Like the gardener who painstakingly prunes and shapes his plants, Tan Twan Eng parses his prose until he is happy with how it flows. It is a long process that involves constant thought, rereading and rewriting, reading passages aloud, the input of literary friends and having an ear for words and nuances.
“My main point as a writer is I always try to be very clear. It’s probably because I was a lawyer as well — we try to make our documents very clear. I don’t like reading books where the author thinks he’s being clever by making things difficult for the reader,” he says.
The author of The Garden of Evening Mists (Myrmidon Books) certainly has the reader’s ear. His novel was among the six on the 2012 Man Booker shortlist. It won the 2012 Man Asian Literary Prize and the Walter Scott Prize 2013 for historical fiction and was shortlisted for the 2014 International Impac Dublin Literary Award.
Clarity begins at home for Tan, 46 this year. “I start with writing for myself.
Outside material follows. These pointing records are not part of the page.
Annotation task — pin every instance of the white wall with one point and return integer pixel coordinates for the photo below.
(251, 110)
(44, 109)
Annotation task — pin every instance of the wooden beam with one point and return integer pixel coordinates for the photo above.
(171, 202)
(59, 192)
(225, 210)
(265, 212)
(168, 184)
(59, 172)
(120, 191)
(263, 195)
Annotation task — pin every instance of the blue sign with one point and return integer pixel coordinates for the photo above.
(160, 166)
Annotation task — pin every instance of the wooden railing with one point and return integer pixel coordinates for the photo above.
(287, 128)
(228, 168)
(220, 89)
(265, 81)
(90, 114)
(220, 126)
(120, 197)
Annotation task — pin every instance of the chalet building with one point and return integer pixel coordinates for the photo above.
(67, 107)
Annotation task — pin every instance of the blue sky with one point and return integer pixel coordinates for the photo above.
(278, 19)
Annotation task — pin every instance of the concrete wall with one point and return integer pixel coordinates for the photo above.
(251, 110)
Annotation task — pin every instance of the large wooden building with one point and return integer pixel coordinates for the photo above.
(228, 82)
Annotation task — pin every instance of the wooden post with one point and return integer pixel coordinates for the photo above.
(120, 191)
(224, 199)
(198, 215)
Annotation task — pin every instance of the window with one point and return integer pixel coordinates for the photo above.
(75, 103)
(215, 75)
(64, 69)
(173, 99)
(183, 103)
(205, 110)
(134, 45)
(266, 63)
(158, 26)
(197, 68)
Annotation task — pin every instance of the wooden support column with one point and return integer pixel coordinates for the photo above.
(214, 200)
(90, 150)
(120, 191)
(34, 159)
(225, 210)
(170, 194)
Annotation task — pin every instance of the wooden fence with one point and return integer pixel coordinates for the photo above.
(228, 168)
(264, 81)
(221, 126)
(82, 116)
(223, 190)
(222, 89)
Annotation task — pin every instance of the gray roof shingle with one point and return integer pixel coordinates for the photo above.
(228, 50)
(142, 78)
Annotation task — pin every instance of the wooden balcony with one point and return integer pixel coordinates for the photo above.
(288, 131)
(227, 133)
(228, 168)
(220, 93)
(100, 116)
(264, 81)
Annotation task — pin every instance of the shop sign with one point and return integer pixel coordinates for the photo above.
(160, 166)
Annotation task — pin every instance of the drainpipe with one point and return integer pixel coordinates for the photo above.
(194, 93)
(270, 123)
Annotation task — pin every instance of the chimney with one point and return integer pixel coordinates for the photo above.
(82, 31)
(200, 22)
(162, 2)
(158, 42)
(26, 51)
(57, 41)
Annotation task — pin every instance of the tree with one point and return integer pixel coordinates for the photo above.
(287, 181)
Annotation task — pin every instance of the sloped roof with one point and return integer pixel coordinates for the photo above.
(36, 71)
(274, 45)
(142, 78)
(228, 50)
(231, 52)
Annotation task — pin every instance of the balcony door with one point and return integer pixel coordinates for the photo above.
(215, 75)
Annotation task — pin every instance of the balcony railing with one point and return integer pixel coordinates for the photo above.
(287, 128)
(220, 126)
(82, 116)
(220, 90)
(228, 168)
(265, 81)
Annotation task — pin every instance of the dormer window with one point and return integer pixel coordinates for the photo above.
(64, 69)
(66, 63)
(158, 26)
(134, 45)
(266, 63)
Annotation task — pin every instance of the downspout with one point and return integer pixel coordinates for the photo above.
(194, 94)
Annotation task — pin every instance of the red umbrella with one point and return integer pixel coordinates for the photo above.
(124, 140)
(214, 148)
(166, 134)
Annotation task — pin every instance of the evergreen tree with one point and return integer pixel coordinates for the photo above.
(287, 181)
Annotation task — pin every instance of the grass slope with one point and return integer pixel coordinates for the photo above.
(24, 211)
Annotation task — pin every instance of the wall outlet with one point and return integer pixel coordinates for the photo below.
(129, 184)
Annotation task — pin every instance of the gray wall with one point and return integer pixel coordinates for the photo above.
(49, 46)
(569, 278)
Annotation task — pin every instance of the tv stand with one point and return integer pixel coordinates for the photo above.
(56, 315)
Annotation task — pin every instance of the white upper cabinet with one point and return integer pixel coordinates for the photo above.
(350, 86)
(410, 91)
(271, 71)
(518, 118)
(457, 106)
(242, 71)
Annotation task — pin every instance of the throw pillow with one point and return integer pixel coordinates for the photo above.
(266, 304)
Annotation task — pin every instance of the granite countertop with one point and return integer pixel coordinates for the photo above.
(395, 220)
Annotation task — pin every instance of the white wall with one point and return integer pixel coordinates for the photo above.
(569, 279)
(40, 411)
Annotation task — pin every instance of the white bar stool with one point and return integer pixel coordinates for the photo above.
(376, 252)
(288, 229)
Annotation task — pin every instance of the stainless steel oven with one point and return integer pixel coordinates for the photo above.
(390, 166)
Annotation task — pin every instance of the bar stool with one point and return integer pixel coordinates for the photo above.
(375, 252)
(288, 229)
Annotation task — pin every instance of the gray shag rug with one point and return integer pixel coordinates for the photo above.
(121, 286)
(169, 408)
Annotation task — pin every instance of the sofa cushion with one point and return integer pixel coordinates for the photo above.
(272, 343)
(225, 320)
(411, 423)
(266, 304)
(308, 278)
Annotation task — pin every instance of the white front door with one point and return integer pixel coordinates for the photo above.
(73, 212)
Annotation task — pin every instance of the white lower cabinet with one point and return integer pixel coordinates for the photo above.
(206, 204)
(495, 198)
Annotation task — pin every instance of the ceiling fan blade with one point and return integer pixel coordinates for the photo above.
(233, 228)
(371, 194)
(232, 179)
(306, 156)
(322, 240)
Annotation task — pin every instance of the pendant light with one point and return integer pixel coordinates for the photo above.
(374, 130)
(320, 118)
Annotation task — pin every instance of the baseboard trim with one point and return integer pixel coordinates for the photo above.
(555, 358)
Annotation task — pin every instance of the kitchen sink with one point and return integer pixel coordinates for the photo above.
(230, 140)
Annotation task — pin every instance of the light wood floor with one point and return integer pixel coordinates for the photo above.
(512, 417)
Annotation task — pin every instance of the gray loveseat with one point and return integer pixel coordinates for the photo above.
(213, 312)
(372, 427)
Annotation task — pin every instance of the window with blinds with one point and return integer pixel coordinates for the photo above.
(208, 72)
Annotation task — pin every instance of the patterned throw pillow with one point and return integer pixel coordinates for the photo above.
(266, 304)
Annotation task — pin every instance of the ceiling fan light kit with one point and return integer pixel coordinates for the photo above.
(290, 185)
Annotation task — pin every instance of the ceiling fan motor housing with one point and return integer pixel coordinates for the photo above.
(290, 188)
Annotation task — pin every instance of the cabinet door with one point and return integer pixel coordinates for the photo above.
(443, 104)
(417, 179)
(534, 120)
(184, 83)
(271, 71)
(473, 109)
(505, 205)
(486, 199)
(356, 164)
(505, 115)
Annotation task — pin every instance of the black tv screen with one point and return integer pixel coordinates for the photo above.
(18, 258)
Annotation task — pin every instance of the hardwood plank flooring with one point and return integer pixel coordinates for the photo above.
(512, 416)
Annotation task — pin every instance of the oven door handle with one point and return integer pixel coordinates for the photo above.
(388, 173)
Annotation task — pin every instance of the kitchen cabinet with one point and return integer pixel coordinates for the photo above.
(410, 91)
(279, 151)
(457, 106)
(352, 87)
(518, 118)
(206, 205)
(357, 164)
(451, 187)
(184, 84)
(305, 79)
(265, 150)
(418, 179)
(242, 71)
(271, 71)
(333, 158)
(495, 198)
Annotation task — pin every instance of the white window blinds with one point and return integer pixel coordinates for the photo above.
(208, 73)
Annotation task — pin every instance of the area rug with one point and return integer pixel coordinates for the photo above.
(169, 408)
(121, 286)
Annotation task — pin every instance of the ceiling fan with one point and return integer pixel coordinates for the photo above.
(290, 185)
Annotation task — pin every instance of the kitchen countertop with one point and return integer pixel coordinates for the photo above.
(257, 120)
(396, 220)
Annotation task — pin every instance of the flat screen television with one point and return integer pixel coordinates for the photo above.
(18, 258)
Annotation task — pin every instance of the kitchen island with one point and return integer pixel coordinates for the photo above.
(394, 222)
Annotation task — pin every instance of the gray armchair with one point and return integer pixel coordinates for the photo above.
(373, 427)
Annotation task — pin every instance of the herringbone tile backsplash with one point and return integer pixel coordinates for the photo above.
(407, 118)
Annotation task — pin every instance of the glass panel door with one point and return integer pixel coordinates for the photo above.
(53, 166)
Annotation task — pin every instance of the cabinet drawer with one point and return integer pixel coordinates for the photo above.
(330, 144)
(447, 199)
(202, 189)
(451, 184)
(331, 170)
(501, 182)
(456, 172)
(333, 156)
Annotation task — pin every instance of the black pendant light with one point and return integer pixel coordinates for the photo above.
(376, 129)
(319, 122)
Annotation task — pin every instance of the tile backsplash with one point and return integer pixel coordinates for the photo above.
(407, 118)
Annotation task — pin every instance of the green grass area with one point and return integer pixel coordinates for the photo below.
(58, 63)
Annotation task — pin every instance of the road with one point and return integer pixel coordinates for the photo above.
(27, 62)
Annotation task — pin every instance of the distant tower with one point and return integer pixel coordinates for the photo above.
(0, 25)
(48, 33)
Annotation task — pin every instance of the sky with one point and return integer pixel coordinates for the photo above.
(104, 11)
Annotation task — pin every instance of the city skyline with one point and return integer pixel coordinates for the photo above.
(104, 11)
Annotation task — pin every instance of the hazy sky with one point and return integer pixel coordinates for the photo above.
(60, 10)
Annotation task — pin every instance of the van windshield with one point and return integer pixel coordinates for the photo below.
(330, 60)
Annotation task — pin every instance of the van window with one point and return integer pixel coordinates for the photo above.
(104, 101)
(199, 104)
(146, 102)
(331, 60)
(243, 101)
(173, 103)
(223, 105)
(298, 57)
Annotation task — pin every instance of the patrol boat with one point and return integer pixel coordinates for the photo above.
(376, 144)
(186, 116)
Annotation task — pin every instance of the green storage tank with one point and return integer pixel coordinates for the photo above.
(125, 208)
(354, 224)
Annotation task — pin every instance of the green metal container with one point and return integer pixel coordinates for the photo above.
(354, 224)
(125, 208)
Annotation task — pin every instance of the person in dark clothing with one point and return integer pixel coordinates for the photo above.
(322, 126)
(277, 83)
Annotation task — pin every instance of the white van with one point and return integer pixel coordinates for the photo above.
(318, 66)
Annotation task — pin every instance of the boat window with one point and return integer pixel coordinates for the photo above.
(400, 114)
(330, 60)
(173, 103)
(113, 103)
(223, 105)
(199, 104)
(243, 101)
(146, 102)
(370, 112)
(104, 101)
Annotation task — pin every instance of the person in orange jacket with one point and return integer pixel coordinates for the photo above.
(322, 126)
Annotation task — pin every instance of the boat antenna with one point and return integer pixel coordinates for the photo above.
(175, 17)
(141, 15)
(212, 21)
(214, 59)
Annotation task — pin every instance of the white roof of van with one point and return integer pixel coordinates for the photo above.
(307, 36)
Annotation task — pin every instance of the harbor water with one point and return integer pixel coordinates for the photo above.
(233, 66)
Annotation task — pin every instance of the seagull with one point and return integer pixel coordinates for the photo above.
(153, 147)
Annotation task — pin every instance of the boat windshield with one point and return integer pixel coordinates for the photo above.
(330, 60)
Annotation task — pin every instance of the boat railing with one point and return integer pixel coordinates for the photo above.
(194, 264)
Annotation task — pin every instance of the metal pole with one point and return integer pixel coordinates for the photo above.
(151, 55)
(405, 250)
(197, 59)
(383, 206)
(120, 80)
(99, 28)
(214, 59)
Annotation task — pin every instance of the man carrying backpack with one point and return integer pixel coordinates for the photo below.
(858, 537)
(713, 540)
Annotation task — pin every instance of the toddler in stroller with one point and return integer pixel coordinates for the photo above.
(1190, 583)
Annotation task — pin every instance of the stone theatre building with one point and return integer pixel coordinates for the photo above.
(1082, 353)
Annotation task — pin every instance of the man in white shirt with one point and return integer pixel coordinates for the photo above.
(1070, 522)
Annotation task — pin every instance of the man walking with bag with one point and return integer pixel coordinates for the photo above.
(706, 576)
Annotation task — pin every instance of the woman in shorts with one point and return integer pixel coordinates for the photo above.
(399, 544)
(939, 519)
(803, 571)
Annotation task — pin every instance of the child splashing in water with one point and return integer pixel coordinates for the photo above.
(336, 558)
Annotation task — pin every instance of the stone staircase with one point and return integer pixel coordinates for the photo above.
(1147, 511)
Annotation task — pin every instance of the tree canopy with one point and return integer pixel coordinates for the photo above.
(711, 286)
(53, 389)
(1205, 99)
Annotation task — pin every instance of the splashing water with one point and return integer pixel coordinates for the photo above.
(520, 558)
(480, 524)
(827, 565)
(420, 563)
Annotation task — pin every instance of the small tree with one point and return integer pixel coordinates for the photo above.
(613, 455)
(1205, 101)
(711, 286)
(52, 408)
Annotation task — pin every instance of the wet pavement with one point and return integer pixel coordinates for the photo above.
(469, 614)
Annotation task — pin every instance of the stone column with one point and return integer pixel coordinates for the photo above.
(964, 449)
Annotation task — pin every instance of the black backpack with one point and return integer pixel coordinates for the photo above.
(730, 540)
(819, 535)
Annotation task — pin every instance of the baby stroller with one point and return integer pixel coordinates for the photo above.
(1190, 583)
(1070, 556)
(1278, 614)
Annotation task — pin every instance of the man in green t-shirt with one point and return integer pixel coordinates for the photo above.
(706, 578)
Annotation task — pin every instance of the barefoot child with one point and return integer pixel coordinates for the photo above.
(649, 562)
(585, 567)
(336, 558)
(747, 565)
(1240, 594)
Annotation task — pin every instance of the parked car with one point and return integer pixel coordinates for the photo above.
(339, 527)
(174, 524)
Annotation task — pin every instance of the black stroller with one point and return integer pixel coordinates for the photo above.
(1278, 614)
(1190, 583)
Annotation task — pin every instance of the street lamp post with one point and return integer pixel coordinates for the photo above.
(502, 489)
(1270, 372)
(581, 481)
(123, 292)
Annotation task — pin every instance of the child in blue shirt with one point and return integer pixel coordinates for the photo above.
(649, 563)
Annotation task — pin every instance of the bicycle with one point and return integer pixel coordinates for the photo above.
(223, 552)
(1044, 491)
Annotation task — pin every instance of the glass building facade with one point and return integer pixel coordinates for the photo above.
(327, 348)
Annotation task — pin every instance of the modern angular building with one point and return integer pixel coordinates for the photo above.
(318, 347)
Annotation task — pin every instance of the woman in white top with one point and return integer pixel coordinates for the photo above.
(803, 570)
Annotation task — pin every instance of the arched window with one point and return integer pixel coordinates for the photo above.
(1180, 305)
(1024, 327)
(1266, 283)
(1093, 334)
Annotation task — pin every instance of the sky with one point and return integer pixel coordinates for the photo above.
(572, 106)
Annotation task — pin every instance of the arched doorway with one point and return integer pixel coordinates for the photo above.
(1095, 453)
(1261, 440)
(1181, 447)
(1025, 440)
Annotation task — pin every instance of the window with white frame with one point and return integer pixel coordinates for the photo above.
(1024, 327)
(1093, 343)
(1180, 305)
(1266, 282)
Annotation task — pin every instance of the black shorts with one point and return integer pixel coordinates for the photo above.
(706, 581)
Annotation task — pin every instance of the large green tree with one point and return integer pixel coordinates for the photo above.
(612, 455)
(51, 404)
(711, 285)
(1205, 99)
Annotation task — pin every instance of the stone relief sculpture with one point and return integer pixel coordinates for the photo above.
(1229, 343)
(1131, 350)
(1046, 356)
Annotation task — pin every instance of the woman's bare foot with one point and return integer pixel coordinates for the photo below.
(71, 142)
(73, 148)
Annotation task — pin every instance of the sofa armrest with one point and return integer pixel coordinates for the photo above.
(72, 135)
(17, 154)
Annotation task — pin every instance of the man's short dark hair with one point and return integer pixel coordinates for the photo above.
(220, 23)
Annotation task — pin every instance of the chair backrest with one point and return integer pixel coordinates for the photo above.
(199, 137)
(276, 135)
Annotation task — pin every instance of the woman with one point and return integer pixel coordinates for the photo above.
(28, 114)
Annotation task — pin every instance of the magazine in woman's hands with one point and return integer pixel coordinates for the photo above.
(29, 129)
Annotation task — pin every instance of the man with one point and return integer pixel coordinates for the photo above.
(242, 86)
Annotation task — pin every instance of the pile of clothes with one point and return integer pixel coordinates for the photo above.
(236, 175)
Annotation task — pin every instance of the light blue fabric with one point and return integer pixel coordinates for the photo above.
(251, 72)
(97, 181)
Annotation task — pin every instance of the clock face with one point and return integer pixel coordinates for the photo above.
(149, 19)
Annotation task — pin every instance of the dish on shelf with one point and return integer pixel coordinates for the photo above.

I have to know what I am trying to say, and say it so that it is clear to me. I reread many times. Once I’m happy with the final thing, I start asking, ‘Is this confusing to the reader? Is it convoluted or unnecessarily complex?’ I keep thinking and working.”
His first drafts go to a couple of close friends who enjoy reading and are brutally frank. They are able to tell him what does not work and why: a character is acting out of character; a passage is inconsistent with what he is trying to portray; a scene is stagnant and does not move the plot at all; or the book sags in the middle section.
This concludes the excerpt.